NEW YORK, 11 November 2004 — Oil prices rebounded from seven-week lows yesterday, jumping $1 as a drawdown in US heating fuel stocks rekindled worries about thin supply levels ahead of the northern winter.

US light crude was up $1.00 at $48.37 a barrel by 1855 GMT, after hitting a low of $46.96, 15 percent below its all-time high reached in late October. London Brent was up 84 cents at $44.55.

Prices jumped after the Energy Information Administration (EIA) said distillate stocks, which include heating oil, fell by 100,000 barrels to 115.6 million last week, an eighth straight weekly drop. Inventories are 13 percent below last year. Adding to demand worries, temperatures in the big US Northeast heating oil market are expected to remain chilly for the next 10 days, kicking off a colder than normal winter, forecasters said on Wednesday.

The EIA also reported a 3.2 percent rise in refinery runs to 92.6 percent as plants emerged from seasonal maintenance.
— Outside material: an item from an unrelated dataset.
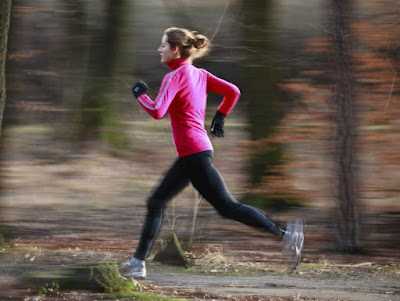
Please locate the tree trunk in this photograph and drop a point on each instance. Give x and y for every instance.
(5, 9)
(346, 193)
Higher refinery runs will increase demand for crude oil as plants look to maximize heating oil supplies for winter.

Crude stocks rose by 1.8 million barrels last week to 291.5 million, a seventh straight weekly gain, bringing stockpiles up 12 million barrels in the past three weeks alone as Gulf of Mexico supply recovers from September’s Hurricane Ivan.

The International Energy Agency (IEA) said earlier on yesterday that rising world supplies and signs that higher energy costs are hurting economic growth suggest oil’s long price surge may finally have peaked.

Oil stocks in industrialized nations will build counter seasonally by 1.3 million bpd in the fourth quarter if OPEC keeps producing at 30 million barrels per day, its highest level since 1979, the IEA said.

Meanwhile, the euro hit an all-time high yesterday against the greenback, reaching over 1.30 dollars, but then retreated as dealers digested a sharper-than-expected drop in the US trade deficit.

After peaking at 1.3005, the single European currency slipped back to 1.2905 dollars in late European trading from 1.2897 late on Tuesday in New York.

The dollar rose to 106.95 yen from 105.65 on Tuesday.